Huang Liqiong, Luo Yu, Zhang Li, Wu Mengqi, Hu Lirong
Department of Ultrasound, Chengdu Integrated Traditional Chinese Medicine and Western Medicine Hospital, Sichuan Province, No. 18 Wanxiang North Road, High Tech Zone, Chengdu, China.
BMC Gastroenterol. 2025 Apr 14;25(1):255. doi: 10.1186/s12876-025-03850-x.
Metabolic dysfunction-associated fatty liver disease (MAFLD) is a common chronic liver disease and represents a significant public health issue. Nevertheless, current risk stratification methods remain inadequate. The study aimed to use machine learning in the identification of significant features and the development of a predictive model to determine its usefulness in discrimination of MAFLD's risk stratification (low, moderate, and high) in adults.
The data of the 2021-2023 NHANES database were analyzed. Vibration-controlled transient elastography measurements, including controlled attenuation parameter for the evaluation of steatosis and liver stiffness for the evaluation of fibrosis, were used for risk stratification. The participants were grouped into low-risk, moderate-risk, and high-risk groups based on specific criteria.

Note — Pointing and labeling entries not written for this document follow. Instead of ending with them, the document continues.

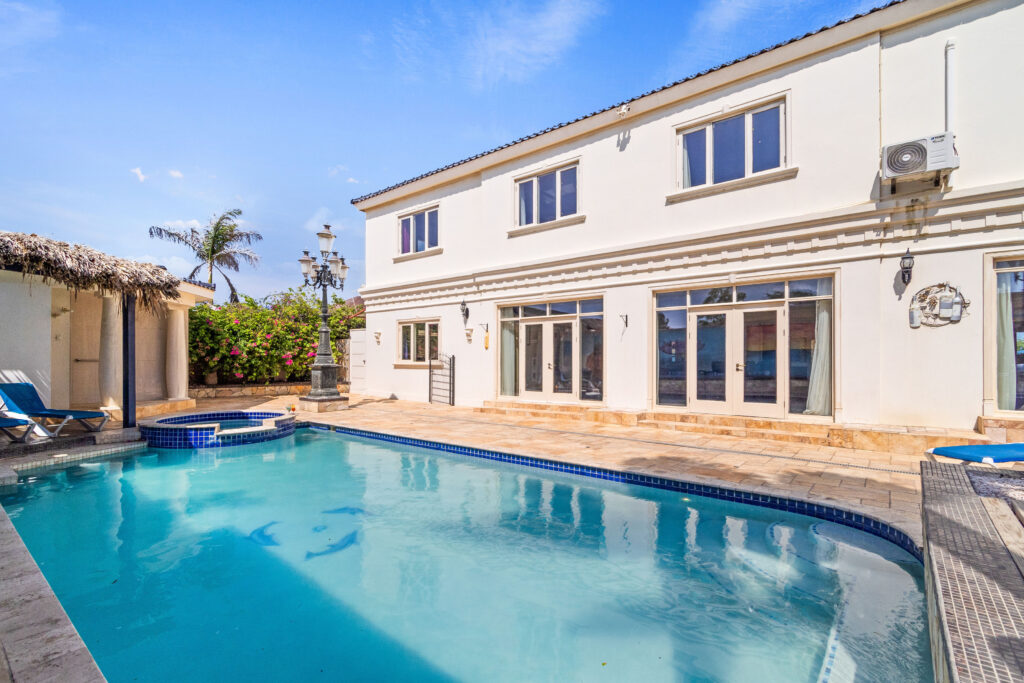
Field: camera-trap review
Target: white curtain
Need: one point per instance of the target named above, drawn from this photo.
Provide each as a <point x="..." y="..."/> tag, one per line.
<point x="819" y="383"/>
<point x="1006" y="343"/>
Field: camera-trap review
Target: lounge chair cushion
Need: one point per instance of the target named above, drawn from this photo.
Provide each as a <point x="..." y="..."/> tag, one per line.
<point x="23" y="397"/>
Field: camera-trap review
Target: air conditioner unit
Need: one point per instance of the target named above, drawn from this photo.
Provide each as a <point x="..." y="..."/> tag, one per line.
<point x="916" y="159"/>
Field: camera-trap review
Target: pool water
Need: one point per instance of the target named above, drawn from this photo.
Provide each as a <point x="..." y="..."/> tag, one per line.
<point x="335" y="557"/>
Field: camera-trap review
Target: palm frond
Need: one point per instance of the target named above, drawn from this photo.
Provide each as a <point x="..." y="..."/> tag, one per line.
<point x="233" y="297"/>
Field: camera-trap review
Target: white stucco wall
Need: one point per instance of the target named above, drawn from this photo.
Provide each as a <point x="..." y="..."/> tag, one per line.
<point x="844" y="103"/>
<point x="26" y="311"/>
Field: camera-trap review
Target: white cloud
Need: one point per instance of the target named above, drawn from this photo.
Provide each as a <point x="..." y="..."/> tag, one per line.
<point x="20" y="24"/>
<point x="316" y="221"/>
<point x="175" y="264"/>
<point x="500" y="48"/>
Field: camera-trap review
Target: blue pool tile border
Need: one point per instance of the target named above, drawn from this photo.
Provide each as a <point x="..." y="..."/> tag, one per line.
<point x="175" y="432"/>
<point x="825" y="512"/>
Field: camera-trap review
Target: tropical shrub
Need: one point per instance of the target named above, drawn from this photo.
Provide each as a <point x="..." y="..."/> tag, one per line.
<point x="259" y="341"/>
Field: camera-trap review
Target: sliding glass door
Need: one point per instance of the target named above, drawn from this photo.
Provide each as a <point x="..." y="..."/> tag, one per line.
<point x="553" y="352"/>
<point x="762" y="349"/>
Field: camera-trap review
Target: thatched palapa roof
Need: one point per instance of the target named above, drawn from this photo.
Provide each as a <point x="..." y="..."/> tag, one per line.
<point x="79" y="267"/>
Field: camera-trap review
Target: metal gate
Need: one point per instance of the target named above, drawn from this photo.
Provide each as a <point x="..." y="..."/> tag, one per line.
<point x="441" y="374"/>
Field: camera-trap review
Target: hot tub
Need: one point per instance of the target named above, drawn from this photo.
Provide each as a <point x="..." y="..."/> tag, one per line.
<point x="214" y="430"/>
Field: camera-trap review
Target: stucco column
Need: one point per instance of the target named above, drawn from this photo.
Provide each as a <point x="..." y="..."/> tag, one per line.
<point x="110" y="353"/>
<point x="176" y="352"/>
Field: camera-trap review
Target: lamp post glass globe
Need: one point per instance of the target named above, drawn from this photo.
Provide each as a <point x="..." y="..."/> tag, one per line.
<point x="306" y="264"/>
<point x="326" y="240"/>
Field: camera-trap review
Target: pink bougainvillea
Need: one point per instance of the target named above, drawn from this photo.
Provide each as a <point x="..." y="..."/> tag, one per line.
<point x="263" y="341"/>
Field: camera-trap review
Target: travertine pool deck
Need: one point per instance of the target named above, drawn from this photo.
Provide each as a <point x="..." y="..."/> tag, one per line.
<point x="886" y="486"/>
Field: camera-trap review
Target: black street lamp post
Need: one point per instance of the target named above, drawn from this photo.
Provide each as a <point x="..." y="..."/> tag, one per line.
<point x="324" y="394"/>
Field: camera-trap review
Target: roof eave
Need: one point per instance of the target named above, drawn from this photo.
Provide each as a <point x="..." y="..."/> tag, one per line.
<point x="885" y="18"/>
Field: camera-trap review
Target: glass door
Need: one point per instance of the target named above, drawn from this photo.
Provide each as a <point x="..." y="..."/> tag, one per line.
<point x="709" y="357"/>
<point x="757" y="366"/>
<point x="549" y="373"/>
<point x="734" y="361"/>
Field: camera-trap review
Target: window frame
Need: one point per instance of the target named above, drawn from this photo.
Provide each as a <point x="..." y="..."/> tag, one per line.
<point x="412" y="361"/>
<point x="534" y="176"/>
<point x="785" y="170"/>
<point x="708" y="125"/>
<point x="411" y="216"/>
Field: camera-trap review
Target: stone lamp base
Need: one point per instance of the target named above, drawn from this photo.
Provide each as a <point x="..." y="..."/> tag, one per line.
<point x="324" y="395"/>
<point x="323" y="403"/>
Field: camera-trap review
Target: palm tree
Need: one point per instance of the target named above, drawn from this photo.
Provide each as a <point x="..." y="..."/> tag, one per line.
<point x="217" y="247"/>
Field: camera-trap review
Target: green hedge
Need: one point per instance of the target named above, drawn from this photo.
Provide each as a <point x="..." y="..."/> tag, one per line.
<point x="255" y="342"/>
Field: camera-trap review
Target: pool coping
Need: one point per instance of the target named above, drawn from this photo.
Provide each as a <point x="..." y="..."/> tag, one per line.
<point x="206" y="431"/>
<point x="830" y="513"/>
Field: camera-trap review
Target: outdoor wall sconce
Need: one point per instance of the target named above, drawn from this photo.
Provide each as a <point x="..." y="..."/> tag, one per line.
<point x="906" y="266"/>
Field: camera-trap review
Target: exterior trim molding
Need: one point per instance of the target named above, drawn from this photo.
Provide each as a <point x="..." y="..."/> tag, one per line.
<point x="729" y="185"/>
<point x="550" y="225"/>
<point x="436" y="251"/>
<point x="861" y="231"/>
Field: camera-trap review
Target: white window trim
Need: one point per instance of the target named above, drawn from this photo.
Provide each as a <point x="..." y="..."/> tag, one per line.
<point x="413" y="363"/>
<point x="559" y="221"/>
<point x="786" y="169"/>
<point x="429" y="251"/>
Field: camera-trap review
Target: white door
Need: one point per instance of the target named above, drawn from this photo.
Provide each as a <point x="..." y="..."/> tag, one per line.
<point x="357" y="361"/>
<point x="548" y="371"/>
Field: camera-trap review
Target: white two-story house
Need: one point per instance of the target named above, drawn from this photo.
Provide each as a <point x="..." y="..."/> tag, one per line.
<point x="738" y="243"/>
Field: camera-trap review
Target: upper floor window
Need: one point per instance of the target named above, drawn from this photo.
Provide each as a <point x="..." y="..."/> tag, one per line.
<point x="733" y="147"/>
<point x="419" y="231"/>
<point x="547" y="197"/>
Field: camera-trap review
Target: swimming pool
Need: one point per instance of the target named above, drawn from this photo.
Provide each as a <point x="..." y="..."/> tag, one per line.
<point x="329" y="556"/>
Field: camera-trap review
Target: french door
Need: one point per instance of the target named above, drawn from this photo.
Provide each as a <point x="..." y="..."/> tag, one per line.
<point x="735" y="360"/>
<point x="548" y="349"/>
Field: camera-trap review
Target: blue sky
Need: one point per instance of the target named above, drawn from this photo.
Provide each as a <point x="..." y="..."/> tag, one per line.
<point x="119" y="116"/>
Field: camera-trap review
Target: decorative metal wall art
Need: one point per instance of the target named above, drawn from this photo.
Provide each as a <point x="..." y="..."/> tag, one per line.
<point x="937" y="305"/>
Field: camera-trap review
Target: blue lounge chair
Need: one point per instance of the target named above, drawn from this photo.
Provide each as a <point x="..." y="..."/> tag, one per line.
<point x="23" y="397"/>
<point x="990" y="454"/>
<point x="7" y="424"/>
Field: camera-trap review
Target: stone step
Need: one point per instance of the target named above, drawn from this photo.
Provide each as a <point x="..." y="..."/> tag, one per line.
<point x="787" y="435"/>
<point x="864" y="437"/>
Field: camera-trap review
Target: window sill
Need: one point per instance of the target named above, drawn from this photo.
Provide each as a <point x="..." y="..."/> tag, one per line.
<point x="574" y="219"/>
<point x="739" y="183"/>
<point x="420" y="254"/>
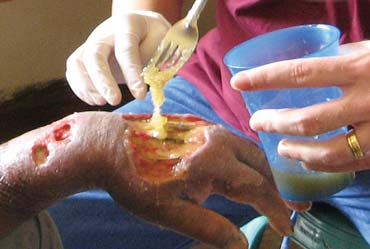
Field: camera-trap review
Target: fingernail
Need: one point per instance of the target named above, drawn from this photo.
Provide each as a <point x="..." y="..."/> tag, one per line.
<point x="139" y="92"/>
<point x="254" y="122"/>
<point x="240" y="81"/>
<point x="138" y="89"/>
<point x="283" y="149"/>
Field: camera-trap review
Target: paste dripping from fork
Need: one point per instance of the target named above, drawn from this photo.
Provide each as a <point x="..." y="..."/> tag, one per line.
<point x="156" y="79"/>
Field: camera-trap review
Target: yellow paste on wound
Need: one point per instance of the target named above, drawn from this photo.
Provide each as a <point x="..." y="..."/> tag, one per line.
<point x="156" y="80"/>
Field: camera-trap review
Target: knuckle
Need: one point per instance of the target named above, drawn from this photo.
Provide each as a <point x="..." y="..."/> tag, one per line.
<point x="304" y="125"/>
<point x="299" y="72"/>
<point x="327" y="155"/>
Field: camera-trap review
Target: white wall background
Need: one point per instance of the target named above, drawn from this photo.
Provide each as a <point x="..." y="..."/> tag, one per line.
<point x="37" y="36"/>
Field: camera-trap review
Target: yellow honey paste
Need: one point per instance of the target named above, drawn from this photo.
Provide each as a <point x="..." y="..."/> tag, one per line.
<point x="156" y="80"/>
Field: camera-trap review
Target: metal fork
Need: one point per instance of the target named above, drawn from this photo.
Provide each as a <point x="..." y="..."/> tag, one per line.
<point x="179" y="43"/>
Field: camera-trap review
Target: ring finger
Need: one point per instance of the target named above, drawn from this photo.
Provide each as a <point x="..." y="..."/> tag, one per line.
<point x="332" y="155"/>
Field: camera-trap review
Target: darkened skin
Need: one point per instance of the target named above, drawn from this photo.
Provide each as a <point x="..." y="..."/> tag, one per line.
<point x="88" y="150"/>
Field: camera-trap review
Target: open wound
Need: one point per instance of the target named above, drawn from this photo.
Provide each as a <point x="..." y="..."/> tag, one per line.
<point x="40" y="150"/>
<point x="160" y="160"/>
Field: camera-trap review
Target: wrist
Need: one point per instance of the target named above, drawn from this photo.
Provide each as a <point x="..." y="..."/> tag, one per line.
<point x="50" y="163"/>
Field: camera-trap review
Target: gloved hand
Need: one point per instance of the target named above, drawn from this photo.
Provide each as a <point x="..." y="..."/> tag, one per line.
<point x="113" y="54"/>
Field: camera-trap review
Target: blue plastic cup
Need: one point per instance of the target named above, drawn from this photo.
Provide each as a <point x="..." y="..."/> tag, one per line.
<point x="292" y="180"/>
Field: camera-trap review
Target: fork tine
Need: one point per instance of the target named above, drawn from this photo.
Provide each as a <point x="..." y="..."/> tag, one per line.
<point x="165" y="55"/>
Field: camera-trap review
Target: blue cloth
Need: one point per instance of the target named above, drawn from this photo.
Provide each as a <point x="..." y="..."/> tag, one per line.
<point x="92" y="220"/>
<point x="354" y="202"/>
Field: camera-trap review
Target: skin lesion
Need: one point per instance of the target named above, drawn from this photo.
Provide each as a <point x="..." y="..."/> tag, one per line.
<point x="40" y="153"/>
<point x="59" y="132"/>
<point x="161" y="160"/>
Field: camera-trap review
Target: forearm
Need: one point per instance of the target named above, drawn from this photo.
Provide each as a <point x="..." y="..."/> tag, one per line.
<point x="170" y="9"/>
<point x="50" y="163"/>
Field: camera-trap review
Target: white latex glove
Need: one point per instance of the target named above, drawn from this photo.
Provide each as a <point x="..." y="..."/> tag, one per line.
<point x="113" y="54"/>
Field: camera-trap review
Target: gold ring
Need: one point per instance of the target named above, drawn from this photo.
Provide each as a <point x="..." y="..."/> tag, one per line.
<point x="354" y="144"/>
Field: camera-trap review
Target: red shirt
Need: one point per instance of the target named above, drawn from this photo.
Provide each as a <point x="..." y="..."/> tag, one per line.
<point x="239" y="20"/>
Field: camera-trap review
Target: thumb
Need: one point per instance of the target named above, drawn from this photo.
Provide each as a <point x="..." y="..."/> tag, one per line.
<point x="127" y="53"/>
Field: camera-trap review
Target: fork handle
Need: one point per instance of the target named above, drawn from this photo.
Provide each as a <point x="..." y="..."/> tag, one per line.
<point x="193" y="14"/>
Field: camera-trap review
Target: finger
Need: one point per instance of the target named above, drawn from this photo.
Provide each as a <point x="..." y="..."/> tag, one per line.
<point x="299" y="206"/>
<point x="298" y="73"/>
<point x="200" y="223"/>
<point x="128" y="56"/>
<point x="307" y="121"/>
<point x="332" y="155"/>
<point x="244" y="188"/>
<point x="95" y="60"/>
<point x="79" y="80"/>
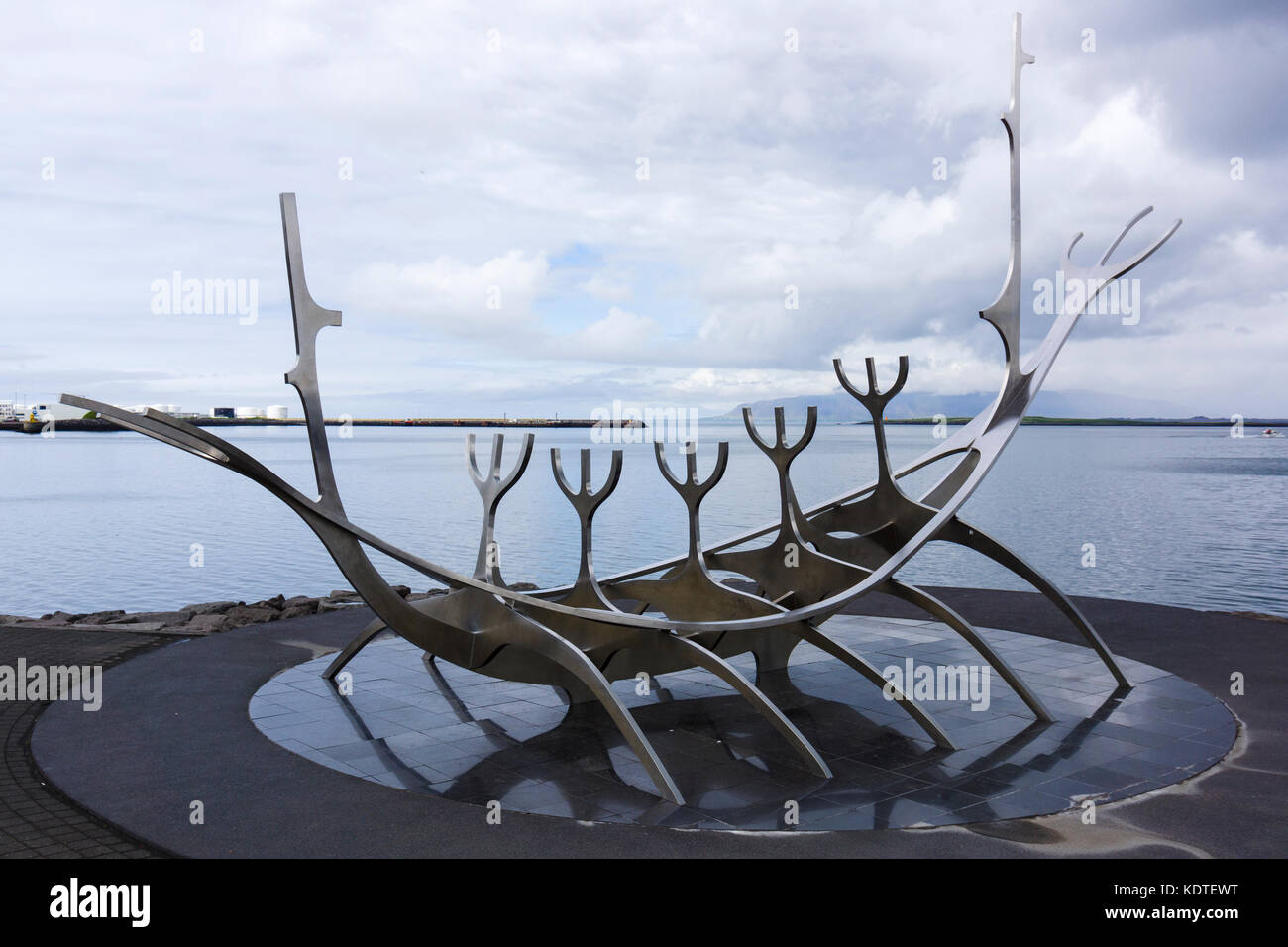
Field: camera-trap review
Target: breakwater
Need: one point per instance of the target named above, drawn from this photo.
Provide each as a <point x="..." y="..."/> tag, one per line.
<point x="103" y="424"/>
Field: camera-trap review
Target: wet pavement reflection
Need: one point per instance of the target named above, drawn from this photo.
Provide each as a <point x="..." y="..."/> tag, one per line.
<point x="429" y="727"/>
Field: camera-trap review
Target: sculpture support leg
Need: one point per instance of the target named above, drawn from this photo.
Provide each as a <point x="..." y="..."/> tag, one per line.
<point x="729" y="674"/>
<point x="971" y="538"/>
<point x="930" y="604"/>
<point x="353" y="647"/>
<point x="838" y="651"/>
<point x="576" y="663"/>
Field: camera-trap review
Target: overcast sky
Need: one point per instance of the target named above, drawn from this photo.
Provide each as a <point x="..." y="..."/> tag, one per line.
<point x="500" y="146"/>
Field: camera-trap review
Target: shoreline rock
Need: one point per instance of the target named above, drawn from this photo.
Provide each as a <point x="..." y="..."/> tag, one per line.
<point x="205" y="617"/>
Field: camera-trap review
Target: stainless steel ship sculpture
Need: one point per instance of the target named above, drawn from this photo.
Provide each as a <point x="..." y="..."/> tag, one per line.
<point x="674" y="615"/>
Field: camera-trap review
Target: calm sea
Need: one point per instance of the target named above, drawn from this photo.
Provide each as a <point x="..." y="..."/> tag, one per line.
<point x="1177" y="515"/>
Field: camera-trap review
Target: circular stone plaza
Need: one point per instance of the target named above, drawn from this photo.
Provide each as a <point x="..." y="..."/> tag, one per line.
<point x="412" y="757"/>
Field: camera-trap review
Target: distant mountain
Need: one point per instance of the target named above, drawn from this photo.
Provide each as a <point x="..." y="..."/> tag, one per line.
<point x="840" y="406"/>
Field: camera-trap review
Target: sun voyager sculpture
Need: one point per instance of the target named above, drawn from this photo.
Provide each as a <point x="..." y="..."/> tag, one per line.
<point x="674" y="615"/>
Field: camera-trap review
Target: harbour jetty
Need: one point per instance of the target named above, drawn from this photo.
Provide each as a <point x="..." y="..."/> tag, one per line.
<point x="103" y="424"/>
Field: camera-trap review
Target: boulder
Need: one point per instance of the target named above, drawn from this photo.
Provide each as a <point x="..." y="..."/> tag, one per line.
<point x="151" y="618"/>
<point x="207" y="624"/>
<point x="250" y="615"/>
<point x="101" y="617"/>
<point x="63" y="617"/>
<point x="210" y="607"/>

Feature selection was conducted through Least Absolute Shrinkage and Selection Operator (LASSO) regression and random forest classification.
A total of 4,227 participants were included in the study. There were 16 significant predictors identified by LASSO regression, among which the top 10 predictors were demographic (age, gender, race, hypertension history), clinical (body mass index, waist circumference, hemoglobin, glycohemoglobin, lymphocyte count), and education level. The area under the receiver operating characteristic curve (AUC) of the random forest model in the validation set was 0.80, and the individual AUC was 0.83, 0.66 and 0.79 for the low-, moderate-, and high-risk groups, respectively.
Our machine learning model has excellent performance in stratification of risk for MAFLD with readily available clinical and demographic parameters. This model could be employed as a valuable screening tool to refer high-risk patients for further hepatological evaluation.
代谢功能障碍相关脂肪性肝病(MAFLD)是一种常见的慢性肝病,是一个重大的公共卫生问题。然而,目前的风险分层方法仍然不足。本研究旨在利用机器学习识别重要特征并开发预测模型,以确定其在区分成人MAFLD风险分层(低、中、高)中的作用。
分析了2021 - 2023年美国国家健康与营养检查调查(NHANES)数据库的数据。使用振动控制瞬时弹性成像测量,包括用于评估脂肪变性的受控衰减参数和用于评估纤维化的肝脏硬度,进行风险分层。根据特定标准将参与者分为低风险、中风险和高风险组。通过最小绝对收缩和选择算子(LASSO)回归和随机森林分类进行特征选择。
本研究共纳入4227名参与者。LASSO回归确定了16个重要预测因子,其中前10个预测因子为人口统计学因素(年龄、性别、种族、高血压病史)、临床因素(体重指数、腰围、血红蛋白、糖化血红蛋白、淋巴细胞计数)和教育水平。验证集中随机森林模型的受试者操作特征曲线(AUC)下面积为0.80,低、中、高风险组的个体AUC分别为0.83、0.66和0.79。
我们的机器学习模型在利用现成的临床和人口统计学参数对MAFLD风险进行分层方面具有出色的性能。该模型可作为一种有价值的筛查工具,用于将高危患者转诊进行进一步的肝病评估。